The COVID-19 pandemic is a stark reminder of the challenges posed by globalization, waning U.S. leadership and the ineptitude of the Trump administration, Senator Mitt Romney (R-Utah) said in a virtual event April 28.
The conversation, titled “American Leadership During Times of Crisis: A Conversation with Sen. Mitt Romney (R-Utah),” was hosted over Zoom by the Georgetown Institute of Politics and Public Service and co-sponsored by Georgetown University College Republicans and the Georgetown Bipartisan Coalition. GU Politics Executive Director Mo Elleithee (SFS ’94) moderated the event, which centered on the challenges facing policymakers in a global health crisis.
While the Trump administration should be criticized for the United States’ lack of personal protective equipment and testing for COVID-19, the country’s unpreparedness also stems from the long-term diminishing influence of U.S. foreign policy, according to Romney.
“That first phase was not one that will stand out as being a great moment in American leadership,” Romney said. “I think the world was a bit surprised by that because they think of us as being the nation that first went to the moon, that has accomplished extraordinary things in the new economy, and yet when it came to PPE, when it came to testing and just the speed of our response, it looked slow.”
As the coronavirus rapidly spread in early March, the Centers for Disease Control and Prevention initially said healthy people should not wear masks to ensure health care workers had adequate supplies. Panic buying still caused a shortage of masks and other personal protective equipment, however. China is one of the leading global suppliers of personal protective equipment, but strained diplomatic relations and the presence of products that were not Food and Drug Administration certified on the market prevented hospitals from receiving shipments quickly, according to Vice News.

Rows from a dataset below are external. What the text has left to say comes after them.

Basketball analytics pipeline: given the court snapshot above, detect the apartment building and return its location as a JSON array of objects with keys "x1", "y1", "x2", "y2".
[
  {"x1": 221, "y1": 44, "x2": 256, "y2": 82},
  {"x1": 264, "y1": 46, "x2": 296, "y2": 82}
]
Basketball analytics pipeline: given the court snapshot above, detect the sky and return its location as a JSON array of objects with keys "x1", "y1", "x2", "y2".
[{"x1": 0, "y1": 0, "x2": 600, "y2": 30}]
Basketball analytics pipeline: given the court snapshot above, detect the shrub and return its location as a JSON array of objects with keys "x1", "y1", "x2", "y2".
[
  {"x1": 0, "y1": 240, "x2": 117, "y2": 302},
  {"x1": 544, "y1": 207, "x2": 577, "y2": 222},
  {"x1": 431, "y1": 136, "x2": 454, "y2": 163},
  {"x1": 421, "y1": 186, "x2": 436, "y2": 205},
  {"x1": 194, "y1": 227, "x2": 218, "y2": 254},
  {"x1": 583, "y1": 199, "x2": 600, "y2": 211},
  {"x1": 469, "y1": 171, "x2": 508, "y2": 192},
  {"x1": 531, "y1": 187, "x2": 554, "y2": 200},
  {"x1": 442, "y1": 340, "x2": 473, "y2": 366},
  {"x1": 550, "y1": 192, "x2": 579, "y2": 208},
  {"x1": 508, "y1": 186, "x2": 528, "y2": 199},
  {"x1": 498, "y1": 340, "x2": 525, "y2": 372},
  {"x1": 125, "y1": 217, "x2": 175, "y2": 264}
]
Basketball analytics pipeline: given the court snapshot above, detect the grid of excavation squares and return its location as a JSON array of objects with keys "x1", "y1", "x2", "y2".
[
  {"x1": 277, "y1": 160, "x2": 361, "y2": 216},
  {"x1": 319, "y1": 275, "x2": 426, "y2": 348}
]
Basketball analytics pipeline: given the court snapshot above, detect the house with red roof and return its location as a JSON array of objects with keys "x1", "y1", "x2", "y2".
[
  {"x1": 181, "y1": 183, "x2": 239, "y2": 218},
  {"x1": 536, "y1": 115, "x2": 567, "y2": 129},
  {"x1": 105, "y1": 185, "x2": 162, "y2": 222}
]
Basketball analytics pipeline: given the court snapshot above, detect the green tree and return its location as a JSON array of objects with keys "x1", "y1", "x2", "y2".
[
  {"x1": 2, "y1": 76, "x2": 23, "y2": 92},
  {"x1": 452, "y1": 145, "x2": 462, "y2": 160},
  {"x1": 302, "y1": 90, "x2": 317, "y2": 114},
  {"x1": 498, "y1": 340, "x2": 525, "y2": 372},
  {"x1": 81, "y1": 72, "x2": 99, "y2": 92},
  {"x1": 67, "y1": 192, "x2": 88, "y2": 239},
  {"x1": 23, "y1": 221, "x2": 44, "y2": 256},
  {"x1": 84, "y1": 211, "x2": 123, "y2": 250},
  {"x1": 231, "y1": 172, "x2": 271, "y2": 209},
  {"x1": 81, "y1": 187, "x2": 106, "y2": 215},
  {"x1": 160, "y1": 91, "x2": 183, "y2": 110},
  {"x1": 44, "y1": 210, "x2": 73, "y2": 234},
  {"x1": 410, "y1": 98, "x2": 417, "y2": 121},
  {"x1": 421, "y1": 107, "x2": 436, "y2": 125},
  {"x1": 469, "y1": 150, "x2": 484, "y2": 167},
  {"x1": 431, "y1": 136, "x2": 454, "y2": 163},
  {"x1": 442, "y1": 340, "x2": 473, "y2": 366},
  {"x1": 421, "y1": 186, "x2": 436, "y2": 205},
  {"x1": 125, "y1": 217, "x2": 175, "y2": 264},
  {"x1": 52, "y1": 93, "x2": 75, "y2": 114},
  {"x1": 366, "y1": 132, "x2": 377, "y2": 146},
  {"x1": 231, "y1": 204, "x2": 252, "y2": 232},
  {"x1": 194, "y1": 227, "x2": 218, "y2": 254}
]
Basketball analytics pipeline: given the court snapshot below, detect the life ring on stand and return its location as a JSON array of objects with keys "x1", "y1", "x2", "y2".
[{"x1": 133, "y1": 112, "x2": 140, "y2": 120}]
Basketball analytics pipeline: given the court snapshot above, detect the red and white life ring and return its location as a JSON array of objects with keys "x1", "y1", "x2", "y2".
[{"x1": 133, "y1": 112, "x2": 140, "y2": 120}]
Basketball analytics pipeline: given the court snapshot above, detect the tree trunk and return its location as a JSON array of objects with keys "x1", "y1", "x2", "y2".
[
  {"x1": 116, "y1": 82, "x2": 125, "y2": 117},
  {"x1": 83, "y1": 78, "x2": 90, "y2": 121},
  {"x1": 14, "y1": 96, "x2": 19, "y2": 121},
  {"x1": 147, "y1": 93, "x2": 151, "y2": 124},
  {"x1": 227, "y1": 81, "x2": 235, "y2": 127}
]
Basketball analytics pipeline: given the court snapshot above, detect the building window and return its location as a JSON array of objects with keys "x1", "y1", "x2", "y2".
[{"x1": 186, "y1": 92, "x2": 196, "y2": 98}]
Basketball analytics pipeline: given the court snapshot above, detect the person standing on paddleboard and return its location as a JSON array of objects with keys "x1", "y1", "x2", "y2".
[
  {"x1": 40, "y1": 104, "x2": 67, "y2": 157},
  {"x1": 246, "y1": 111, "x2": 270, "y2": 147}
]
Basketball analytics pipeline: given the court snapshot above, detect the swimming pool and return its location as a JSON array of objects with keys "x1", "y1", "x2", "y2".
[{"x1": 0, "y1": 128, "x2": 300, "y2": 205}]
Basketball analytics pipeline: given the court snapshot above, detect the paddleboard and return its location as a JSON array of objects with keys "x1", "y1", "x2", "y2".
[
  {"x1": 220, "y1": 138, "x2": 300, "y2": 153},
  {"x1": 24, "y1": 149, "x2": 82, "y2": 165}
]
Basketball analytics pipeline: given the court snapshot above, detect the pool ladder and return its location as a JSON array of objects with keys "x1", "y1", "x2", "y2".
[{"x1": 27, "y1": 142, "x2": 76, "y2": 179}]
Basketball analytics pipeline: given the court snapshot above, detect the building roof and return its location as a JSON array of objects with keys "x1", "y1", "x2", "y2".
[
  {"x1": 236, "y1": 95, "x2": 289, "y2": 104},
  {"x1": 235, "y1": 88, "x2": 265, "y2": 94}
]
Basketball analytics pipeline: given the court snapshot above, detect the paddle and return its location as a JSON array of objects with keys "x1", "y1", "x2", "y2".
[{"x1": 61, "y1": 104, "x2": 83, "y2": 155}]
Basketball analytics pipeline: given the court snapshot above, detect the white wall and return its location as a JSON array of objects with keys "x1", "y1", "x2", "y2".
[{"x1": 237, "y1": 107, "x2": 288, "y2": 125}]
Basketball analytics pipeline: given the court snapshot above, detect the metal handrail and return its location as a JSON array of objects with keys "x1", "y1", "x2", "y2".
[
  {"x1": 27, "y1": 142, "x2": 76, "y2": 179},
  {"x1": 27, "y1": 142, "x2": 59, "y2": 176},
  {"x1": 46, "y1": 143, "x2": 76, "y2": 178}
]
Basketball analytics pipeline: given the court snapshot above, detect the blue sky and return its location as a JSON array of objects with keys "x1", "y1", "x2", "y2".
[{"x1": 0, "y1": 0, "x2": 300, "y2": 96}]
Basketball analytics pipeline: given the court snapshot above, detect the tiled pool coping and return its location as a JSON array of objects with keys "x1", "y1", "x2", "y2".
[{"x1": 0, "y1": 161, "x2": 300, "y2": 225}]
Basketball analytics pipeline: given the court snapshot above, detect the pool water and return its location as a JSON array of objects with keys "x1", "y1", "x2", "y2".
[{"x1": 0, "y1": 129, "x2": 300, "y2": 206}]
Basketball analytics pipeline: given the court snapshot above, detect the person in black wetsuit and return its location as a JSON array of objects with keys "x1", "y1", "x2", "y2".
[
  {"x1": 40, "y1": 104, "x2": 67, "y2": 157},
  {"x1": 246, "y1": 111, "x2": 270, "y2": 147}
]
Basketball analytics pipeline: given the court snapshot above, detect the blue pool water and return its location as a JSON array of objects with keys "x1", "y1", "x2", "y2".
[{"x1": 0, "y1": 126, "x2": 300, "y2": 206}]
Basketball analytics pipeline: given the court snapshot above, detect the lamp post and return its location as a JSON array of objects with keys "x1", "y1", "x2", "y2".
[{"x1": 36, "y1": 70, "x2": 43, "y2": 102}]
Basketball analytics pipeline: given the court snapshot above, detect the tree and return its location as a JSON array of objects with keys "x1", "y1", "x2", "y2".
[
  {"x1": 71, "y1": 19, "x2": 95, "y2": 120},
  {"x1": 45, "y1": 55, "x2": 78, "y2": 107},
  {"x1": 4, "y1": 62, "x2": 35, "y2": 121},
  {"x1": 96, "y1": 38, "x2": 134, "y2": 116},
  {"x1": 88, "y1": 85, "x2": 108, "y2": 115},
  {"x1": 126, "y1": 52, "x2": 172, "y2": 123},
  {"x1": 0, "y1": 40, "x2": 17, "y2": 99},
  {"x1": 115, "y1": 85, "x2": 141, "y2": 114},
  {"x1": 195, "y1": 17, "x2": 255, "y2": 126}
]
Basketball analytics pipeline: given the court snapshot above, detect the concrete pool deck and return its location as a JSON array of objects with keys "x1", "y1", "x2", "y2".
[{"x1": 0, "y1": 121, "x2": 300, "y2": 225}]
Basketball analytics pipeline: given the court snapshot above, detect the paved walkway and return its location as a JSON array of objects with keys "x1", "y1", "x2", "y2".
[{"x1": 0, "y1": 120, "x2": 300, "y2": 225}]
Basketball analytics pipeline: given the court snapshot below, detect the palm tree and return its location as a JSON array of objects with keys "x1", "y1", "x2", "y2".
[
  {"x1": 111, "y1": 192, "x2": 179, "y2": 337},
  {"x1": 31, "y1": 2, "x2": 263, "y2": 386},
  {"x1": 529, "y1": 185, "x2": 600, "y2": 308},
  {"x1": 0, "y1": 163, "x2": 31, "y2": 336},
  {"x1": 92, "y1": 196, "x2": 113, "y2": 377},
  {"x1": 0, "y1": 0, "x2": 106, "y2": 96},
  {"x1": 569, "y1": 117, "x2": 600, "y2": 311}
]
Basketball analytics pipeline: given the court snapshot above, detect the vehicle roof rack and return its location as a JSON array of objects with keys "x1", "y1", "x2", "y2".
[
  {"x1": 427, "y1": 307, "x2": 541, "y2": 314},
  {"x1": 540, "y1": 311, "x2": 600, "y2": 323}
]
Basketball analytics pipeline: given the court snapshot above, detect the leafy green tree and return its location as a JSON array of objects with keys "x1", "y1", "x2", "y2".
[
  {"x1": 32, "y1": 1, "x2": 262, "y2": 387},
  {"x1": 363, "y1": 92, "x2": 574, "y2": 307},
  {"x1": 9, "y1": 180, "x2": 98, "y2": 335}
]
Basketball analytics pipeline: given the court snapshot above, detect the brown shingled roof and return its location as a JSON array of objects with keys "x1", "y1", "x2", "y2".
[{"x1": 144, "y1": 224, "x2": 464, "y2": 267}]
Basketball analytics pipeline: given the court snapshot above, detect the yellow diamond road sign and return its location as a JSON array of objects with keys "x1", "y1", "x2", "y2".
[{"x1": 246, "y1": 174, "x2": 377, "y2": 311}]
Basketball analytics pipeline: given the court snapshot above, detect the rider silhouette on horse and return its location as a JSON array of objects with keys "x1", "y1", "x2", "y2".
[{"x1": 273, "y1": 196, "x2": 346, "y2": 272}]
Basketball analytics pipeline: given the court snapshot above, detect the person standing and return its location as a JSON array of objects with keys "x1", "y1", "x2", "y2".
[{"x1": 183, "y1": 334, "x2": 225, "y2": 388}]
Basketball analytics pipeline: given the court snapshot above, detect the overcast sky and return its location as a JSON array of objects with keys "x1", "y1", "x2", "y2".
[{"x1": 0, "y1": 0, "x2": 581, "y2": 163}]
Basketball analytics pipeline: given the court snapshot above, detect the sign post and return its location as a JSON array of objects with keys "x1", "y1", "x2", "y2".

The senator said an overreliance on Chinese manufacturers’ medical supplies played a role in the botched response, reiterating his April 23 op-ed in The Washington Post warning U.S. politicians of China’s growing influence.
“We really have let China get a hold of our industries that are key to our health care, but that’s also true across our economies,” Romney said. “Because of that, I think there’s a wake up potential right now to say, ‘Wait a second. How far are we gonna let China go?’ before we say, ‘Hey, you gotta play by the same rules everyone else plays by.’”
The aftermath of the pandemic will be a critical time for U.S. leaders to strengthen their partnership with allies and assert leadership in the global order, according to Romney.
“If we collectively come together, I bet we can dissuade China from the course they’re on. If, instead, we all focus internally and only think about our domestic policies,” Romney said, “we will have missed an opportunity to create the leverage we need to make China play by the rules.”
On the domestic front, Romney said policymakers should pursue a balanced approach between federal and state regulations. As of May 2, 97% of the U.S. population is currently under a stay-at-home or shelter-in-place order, according to CNN. While Trump claimed many states could have reopened by May 1 and shared federal guidelines with governors, individual states are responsible for making their own plans to restart their economies.
While the decision to reopen businesses is made by state and local governments, other parts of the response, like ventilator production and distribution, should be managed at the federal level, according to Romney. He said the federal government did not exercise enough power.
“Were it up to me, I would have a far more centralized coordination effort,” Romney said. “I think it’s important for the people at the top to recognize there are always people out there with more information. You want to bring them in, divide the responsibilities and manage them.”
When peak infection rates begin to decline, the United States should not only focus on rebuilding the economy but also look to provide leadership in disease prevention efforts, according to Romney.
“I think we have the potential to stand out in a positive way in the recovery area, and I would suggest the development of treatments and vaccines. That kind of research work is going on around the world,” Romney said. “We may not be first, but there is certainly a lot going on here that’s not going on in a lot of places, and we may well be able to lead in that area.”
If the Trump administration’s recovery effort outshines its initial response to COVID-19, the president may still win reelection, according to Romney. He spoke in response to one student’s question about the presidential election in November.
“I think it is likely the incumbent will win,” he said.“I think it’s likely that the economy will be doing better than we’re feeling right now. We’re near a down now. It’ll probably be heading back up by November, and that will augur to the advantage of the incumbent.”